In this review we summarize the molecular events leading to the formation of this organizing cell population, now referred to as the mid-diencephalic organizer (MDO), and show how its signals are crucial for development of the entire thalamic complex.

Positioning and induction of the MDO: a Fez–Otx interface

Induction of the MDO has been proposed to result from interaction between prechordal (anteriormost) and epichordal regions of the neural plate, which meet in the mid-diencephalon. Grafting and co-culture experiments in chick have shown that the juxtaposition of diverse prechordal and epichordal neural tissues can induce Shh expression at the interface [5,6]. A genetic mechanism has been proposed for chick in which the apposition of the expression domains of the transcription factors Six3 (prechordal) and Irx3 (epichordal) would induce MDO formation [7]. However, a difficulty with this model is that in other vertebrates there is a gap between the Six3 domain and that of orthologous Irx genes – Irx1 in mouse [8] and both irx1b and irx7 in zebrafish [9]. Furthermore, absence of either these factors should prevent MDO formation, yet this initiates correctly in Six3 knock-out mice and in Irx1b knock-down fish [10–12].

Incorporating new findings from fish, chick, and mouse, we propose a new model where interaction between Fez and Otx transcription factor domains establishes the MDO (Figure 1A). Fez is expressed in the prechordal anlage from late gastrulation stages onwards [13,14], and functional experiments show that Fez is required for MDO induction in mice and fish [8,15]. We recently analyzed the function of Otx in regionalization of the zebrafish neural plate and found that the domains of Otx1 and Otx2 abut that of Fez. Furthermore, downregulation of Otx1/Otx2 immediately before MDO formation prevents MDO formation, showing a requirement for Otx function [11]. Our findings are consistent with the analysis of the Otx1−/−/Otx2+/− mouse, which shows a similar lack of MDO formation [16]. In mouse, it appears that the FezF1/FezF2 expression domain abuts that of Irx1, suggesting that Irx1 determines the posterior border of the MDO [8]. However, in zebrafish the Irx1 orthologs irx1b/irx7 are expressed more caudally [17], making a direct interface interaction between these factors unlikely. Instead, we propose a new model where Fez and Otx factors confront one another and form a sharp interface, possibly through mutual cross-repression.

Figure 1
Development of the mid-diencephalic organizer. (a) The MDO is induced at the interface of the Fez-positive prethalamus anlage and the Otx-positive MDO/thalamus anlage. (b) Following induction, the principal signal of the MDO – Shh – is ...

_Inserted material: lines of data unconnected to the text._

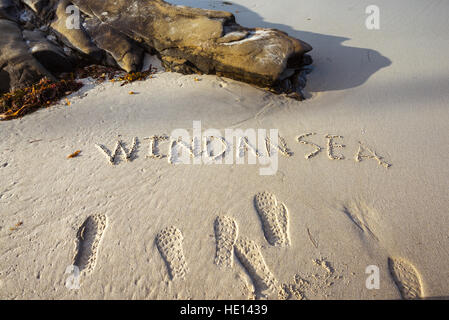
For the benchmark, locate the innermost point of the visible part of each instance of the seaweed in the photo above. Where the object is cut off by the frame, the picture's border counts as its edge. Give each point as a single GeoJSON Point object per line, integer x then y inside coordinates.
{"type": "Point", "coordinates": [46, 92]}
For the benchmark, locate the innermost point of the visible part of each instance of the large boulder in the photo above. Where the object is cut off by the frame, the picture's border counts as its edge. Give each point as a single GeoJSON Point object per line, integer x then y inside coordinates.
{"type": "Point", "coordinates": [125, 51]}
{"type": "Point", "coordinates": [117, 32]}
{"type": "Point", "coordinates": [18, 66]}
{"type": "Point", "coordinates": [206, 41]}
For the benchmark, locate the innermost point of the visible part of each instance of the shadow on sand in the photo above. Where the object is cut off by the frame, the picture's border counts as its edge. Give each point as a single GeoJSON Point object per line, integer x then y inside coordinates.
{"type": "Point", "coordinates": [337, 67]}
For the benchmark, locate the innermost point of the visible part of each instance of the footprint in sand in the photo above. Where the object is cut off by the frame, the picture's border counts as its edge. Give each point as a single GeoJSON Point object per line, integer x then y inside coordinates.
{"type": "Point", "coordinates": [88, 239]}
{"type": "Point", "coordinates": [169, 243]}
{"type": "Point", "coordinates": [406, 278]}
{"type": "Point", "coordinates": [274, 217]}
{"type": "Point", "coordinates": [225, 237]}
{"type": "Point", "coordinates": [250, 256]}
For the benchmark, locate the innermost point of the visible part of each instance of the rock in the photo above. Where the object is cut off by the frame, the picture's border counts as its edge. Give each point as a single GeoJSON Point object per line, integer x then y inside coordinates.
{"type": "Point", "coordinates": [8, 10]}
{"type": "Point", "coordinates": [125, 51]}
{"type": "Point", "coordinates": [188, 40]}
{"type": "Point", "coordinates": [75, 38]}
{"type": "Point", "coordinates": [203, 41]}
{"type": "Point", "coordinates": [18, 66]}
{"type": "Point", "coordinates": [51, 56]}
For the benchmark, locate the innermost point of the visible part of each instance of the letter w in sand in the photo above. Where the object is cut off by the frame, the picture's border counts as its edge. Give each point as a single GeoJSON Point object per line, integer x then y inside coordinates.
{"type": "Point", "coordinates": [120, 149]}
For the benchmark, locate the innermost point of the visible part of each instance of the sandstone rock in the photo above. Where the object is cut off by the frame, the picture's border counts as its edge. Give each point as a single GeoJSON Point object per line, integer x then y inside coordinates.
{"type": "Point", "coordinates": [8, 10]}
{"type": "Point", "coordinates": [125, 51]}
{"type": "Point", "coordinates": [51, 56]}
{"type": "Point", "coordinates": [18, 66]}
{"type": "Point", "coordinates": [74, 38]}
{"type": "Point", "coordinates": [203, 40]}
{"type": "Point", "coordinates": [187, 40]}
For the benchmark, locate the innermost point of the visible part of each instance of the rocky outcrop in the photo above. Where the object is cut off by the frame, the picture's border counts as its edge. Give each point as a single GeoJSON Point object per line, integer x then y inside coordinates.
{"type": "Point", "coordinates": [187, 40]}
{"type": "Point", "coordinates": [17, 65]}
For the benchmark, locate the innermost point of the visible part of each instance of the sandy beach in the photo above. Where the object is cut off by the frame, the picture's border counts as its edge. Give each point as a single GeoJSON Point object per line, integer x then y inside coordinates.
{"type": "Point", "coordinates": [360, 184]}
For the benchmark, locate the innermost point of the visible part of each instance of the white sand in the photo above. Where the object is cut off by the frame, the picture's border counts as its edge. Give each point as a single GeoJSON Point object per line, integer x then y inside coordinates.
{"type": "Point", "coordinates": [387, 88]}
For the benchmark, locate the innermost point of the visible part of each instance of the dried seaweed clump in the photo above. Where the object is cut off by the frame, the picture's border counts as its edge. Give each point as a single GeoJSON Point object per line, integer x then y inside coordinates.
{"type": "Point", "coordinates": [136, 76]}
{"type": "Point", "coordinates": [19, 102]}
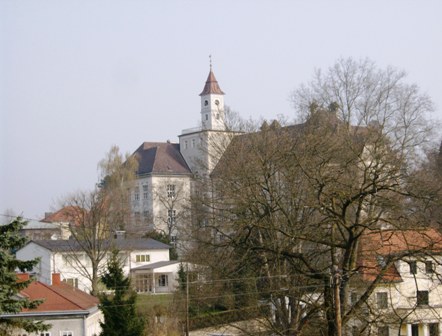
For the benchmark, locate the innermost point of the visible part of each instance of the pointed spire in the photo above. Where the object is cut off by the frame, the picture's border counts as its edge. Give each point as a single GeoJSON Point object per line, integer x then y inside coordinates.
{"type": "Point", "coordinates": [211, 86]}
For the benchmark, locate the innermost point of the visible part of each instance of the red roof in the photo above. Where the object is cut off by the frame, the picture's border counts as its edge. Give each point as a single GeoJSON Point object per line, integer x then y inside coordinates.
{"type": "Point", "coordinates": [211, 85]}
{"type": "Point", "coordinates": [377, 246]}
{"type": "Point", "coordinates": [60, 297]}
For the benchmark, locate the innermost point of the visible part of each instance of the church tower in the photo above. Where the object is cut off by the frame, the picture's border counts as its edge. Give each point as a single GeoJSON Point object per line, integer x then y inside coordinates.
{"type": "Point", "coordinates": [200, 146]}
{"type": "Point", "coordinates": [212, 105]}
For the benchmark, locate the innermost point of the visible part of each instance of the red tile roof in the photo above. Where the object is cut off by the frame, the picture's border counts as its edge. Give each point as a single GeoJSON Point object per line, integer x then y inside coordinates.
{"type": "Point", "coordinates": [60, 297]}
{"type": "Point", "coordinates": [211, 85]}
{"type": "Point", "coordinates": [377, 246]}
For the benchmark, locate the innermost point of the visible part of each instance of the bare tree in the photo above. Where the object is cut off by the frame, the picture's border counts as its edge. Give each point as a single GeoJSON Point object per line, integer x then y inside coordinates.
{"type": "Point", "coordinates": [96, 215]}
{"type": "Point", "coordinates": [288, 206]}
{"type": "Point", "coordinates": [118, 174]}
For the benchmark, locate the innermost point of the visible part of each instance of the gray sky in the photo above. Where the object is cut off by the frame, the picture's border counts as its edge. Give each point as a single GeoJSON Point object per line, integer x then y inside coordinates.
{"type": "Point", "coordinates": [79, 76]}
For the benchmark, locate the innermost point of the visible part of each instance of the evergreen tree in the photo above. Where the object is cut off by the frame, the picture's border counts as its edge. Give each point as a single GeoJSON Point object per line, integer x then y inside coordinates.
{"type": "Point", "coordinates": [10, 287]}
{"type": "Point", "coordinates": [120, 317]}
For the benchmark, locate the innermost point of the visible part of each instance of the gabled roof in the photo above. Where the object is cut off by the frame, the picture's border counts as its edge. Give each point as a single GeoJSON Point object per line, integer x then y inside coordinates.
{"type": "Point", "coordinates": [156, 265]}
{"type": "Point", "coordinates": [65, 214]}
{"type": "Point", "coordinates": [211, 86]}
{"type": "Point", "coordinates": [161, 158]}
{"type": "Point", "coordinates": [69, 245]}
{"type": "Point", "coordinates": [37, 225]}
{"type": "Point", "coordinates": [376, 247]}
{"type": "Point", "coordinates": [60, 297]}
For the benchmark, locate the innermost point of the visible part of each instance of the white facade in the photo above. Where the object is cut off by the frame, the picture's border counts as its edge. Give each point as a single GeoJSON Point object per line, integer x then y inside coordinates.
{"type": "Point", "coordinates": [159, 202]}
{"type": "Point", "coordinates": [411, 306]}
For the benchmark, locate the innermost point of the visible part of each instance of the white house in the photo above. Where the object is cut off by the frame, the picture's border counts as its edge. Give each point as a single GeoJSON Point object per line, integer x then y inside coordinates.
{"type": "Point", "coordinates": [70, 261]}
{"type": "Point", "coordinates": [69, 311]}
{"type": "Point", "coordinates": [166, 171]}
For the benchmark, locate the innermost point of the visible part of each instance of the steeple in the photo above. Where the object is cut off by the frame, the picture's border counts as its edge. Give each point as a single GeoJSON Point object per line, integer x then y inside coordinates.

Onset of signal molecule expression

After correct antero-posterior (AP) positioning by a Fez/Otx-mediated inductive process, the most prominent signaling molecule of the MDO, Shh, is induced. The expression domain of Shh expands progressively from the Shh-positive basal plate towards the roof plate [4,18–20]. This ventral-to-dorsal progression, together with the fact that expression of Shh in the MDO is under the control of the same enhancer element as that for forebrain basal plate expression [21,22], suggests that the Shh-positive cells might migrate dorsally from the basal plate to contribute to the MDO. However, fate map analysis shows that few basal plate cells migrate dorsally [17,23], and that the MDO must therefore be recruited from alar plate cells. Vertical induction via signaling from the basal plate would be another explanation for the ventral-to-dorsal spread of Shh expression, but zebrafish mutants lacking the basal plate have a near-normal MDO, showing that induction of Shh in the MDO is independent of ventral Shh signaling, or indeed any ventral signaling [23,24]. These in vivo data are supported by explant studies of chick forebrain tissues showing that ventral tissue is dispensable for MDO induction and extension [6]. If neither cell movement nor signaling from the basal plate contribute to the dynamic Shh expression, what else could explain the ventral-to-dorsal progression of MDO maturation? One possibility is decaying repression from dorsal, rather than activation from ventral (Figure 1B) [6,20]. A candidate signal is retinoic acid synthesized by the cytochrome p450 family enzyme Cyp1B1, which is expressed in the diencephalic roof plate in chick at 30 somites and becomes reduced during late somitogenesis stages [25]. Indeed, addition of retinoic acid to the culture medium blocks Shh expression in diencephalic explants [6].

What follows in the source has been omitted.